We also visited one of the city’s very old mosques which allows picture taking, and we were there during the time of the afternoon prayers. All over Egypt at prayer time you will hear the muezzein calling the faithful to prayers. The men then go to the mosque, if they can, to pray. Women do not go to prayers. We often saw men unroll their mats where they were working to pray. Women are not allowed to be in front of the men while they are praying, so we had to walk around them to leave the mosque. Tips for the guys who kept the shoes while we were in the mosque.

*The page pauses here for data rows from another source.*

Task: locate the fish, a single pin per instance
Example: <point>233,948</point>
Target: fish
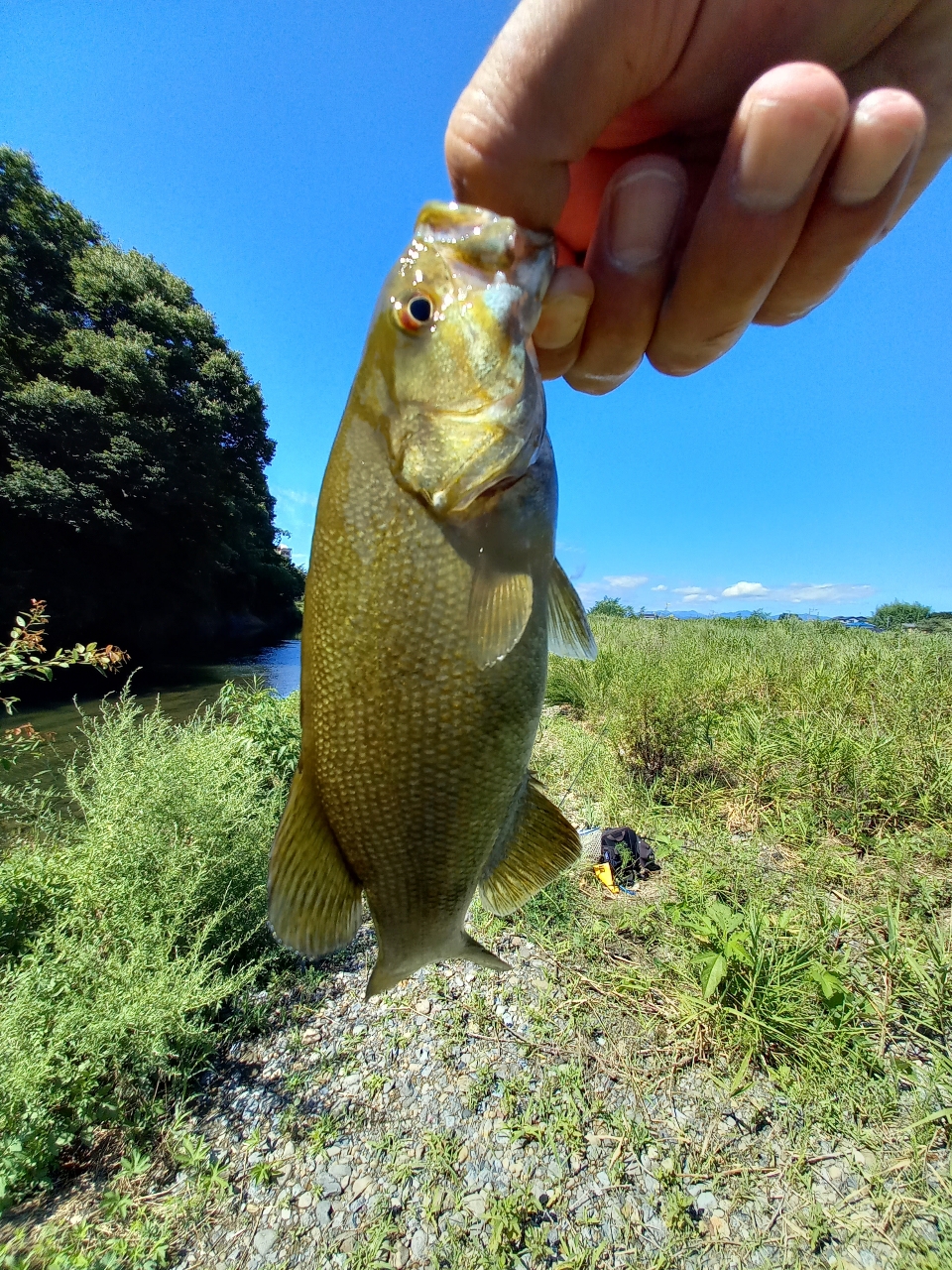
<point>431,603</point>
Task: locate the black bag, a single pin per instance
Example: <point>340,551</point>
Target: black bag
<point>630,855</point>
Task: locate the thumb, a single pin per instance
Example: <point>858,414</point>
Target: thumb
<point>555,77</point>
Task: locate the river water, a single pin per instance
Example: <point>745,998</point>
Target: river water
<point>179,693</point>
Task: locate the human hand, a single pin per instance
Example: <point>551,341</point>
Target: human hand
<point>705,173</point>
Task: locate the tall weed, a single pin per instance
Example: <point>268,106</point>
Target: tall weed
<point>806,728</point>
<point>125,931</point>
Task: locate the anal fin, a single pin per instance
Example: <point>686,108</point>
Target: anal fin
<point>500,606</point>
<point>539,843</point>
<point>569,631</point>
<point>313,899</point>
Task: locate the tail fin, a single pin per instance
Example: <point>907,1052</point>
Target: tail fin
<point>391,969</point>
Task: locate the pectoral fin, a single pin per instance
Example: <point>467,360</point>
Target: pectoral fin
<point>539,844</point>
<point>500,606</point>
<point>569,631</point>
<point>313,901</point>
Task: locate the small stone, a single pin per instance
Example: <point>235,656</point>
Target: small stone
<point>475,1206</point>
<point>264,1241</point>
<point>329,1185</point>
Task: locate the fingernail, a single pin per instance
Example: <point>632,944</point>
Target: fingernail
<point>643,212</point>
<point>870,158</point>
<point>561,320</point>
<point>779,153</point>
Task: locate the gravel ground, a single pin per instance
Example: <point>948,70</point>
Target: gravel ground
<point>471,1120</point>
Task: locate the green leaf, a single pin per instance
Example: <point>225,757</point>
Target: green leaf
<point>714,969</point>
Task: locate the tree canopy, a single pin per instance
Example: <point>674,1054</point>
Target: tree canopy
<point>132,444</point>
<point>898,613</point>
<point>611,606</point>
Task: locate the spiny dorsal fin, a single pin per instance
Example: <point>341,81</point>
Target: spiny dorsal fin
<point>540,843</point>
<point>313,901</point>
<point>500,606</point>
<point>569,631</point>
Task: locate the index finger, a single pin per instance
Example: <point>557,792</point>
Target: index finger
<point>555,77</point>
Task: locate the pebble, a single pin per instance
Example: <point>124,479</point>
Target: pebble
<point>407,1093</point>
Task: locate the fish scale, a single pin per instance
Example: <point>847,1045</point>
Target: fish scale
<point>433,599</point>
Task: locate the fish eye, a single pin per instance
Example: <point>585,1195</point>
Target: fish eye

Although we did not tour the citadel of Saladin and the alabaster mosque, we drove by on our way back to the hotel. Our guide was disdainful of Muhammed Ali who built the mosque, an Albanian who gained power in 1806, whom she believes too casually gave away pieces of Egypt’s heritage because he was not Egyptian. He gave the obelisk at the Place de la Concorde in Paris, and the French gave a clock in return which the Egyptians stress has never worked. We stopped at a perfume shop and were persuaded to buy too many essential oils and too high a price. You should buy these items in Aswan and not Cairo. On to the famous Cairo bazaar which I especially wanted to see. The bazaar is a cacophony of sounds, noises, and smells and wonderfully chaotic.

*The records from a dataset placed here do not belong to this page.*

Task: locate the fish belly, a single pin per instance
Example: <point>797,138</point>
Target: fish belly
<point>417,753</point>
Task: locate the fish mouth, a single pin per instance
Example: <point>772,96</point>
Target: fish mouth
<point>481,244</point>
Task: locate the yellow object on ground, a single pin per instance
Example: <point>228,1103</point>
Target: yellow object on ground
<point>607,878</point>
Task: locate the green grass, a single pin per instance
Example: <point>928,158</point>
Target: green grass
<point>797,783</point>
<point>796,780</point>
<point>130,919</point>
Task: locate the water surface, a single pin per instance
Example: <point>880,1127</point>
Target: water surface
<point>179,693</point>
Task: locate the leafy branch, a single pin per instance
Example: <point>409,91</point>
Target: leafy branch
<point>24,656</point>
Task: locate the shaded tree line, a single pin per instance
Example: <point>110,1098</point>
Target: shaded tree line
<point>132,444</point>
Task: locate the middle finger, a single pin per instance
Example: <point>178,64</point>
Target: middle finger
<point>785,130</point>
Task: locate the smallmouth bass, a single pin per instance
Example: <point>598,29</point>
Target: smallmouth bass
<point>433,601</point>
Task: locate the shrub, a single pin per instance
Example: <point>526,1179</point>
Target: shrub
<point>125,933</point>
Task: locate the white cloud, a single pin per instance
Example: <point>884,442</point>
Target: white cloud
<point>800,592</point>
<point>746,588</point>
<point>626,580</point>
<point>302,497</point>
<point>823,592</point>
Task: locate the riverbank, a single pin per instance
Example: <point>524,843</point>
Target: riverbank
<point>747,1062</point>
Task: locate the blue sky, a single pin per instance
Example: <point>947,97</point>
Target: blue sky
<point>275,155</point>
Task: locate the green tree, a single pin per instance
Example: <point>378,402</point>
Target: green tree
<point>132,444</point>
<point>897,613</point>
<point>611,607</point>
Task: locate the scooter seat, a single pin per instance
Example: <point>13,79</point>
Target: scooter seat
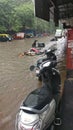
<point>38,98</point>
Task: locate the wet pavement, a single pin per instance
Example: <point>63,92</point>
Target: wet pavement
<point>16,80</point>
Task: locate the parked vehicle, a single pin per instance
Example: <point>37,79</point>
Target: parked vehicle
<point>38,44</point>
<point>37,111</point>
<point>50,55</point>
<point>5,37</point>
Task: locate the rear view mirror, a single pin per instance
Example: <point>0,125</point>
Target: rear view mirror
<point>32,67</point>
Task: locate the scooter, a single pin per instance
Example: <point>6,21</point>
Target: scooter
<point>38,44</point>
<point>50,55</point>
<point>37,111</point>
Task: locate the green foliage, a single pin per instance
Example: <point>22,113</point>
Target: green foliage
<point>17,15</point>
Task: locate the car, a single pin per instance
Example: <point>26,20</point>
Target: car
<point>5,37</point>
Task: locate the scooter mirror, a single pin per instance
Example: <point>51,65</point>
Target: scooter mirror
<point>32,67</point>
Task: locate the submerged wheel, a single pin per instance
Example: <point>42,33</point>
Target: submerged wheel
<point>52,127</point>
<point>40,78</point>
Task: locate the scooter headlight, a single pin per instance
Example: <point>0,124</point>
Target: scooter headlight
<point>19,125</point>
<point>37,126</point>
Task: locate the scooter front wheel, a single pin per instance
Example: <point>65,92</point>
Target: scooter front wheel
<point>52,127</point>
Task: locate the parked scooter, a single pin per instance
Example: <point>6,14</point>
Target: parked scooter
<point>38,44</point>
<point>50,55</point>
<point>37,111</point>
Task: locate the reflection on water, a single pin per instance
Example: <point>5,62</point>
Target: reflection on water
<point>16,80</point>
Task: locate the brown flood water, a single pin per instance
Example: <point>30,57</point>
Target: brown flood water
<point>16,80</point>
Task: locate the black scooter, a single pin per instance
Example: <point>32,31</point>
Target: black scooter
<point>38,110</point>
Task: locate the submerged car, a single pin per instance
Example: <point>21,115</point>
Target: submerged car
<point>5,37</point>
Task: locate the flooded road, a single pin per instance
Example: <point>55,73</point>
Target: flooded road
<point>16,80</point>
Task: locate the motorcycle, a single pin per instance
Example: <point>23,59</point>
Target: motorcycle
<point>38,44</point>
<point>37,111</point>
<point>50,55</point>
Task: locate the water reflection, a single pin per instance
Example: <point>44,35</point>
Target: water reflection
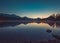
<point>6,24</point>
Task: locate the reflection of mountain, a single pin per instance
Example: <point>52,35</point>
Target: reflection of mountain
<point>53,17</point>
<point>56,36</point>
<point>6,24</point>
<point>54,24</point>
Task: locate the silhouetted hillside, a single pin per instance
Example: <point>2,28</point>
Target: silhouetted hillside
<point>53,17</point>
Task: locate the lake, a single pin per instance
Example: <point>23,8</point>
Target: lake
<point>29,32</point>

Even better, we walked right through the bazaar into the streets of an older part of Cairo. The buildings were wonderfully old and full of ancient character and Egyptian architecture of centuries past. Our guide wanted to show us some neglected architectural treasures in the neighborhood, and point out some unique features such as the public bath at an apex of streets, and little window seats jutting out the side of the building over the street where women could sit and watch the activity or chat without showing themselves to any men passing by.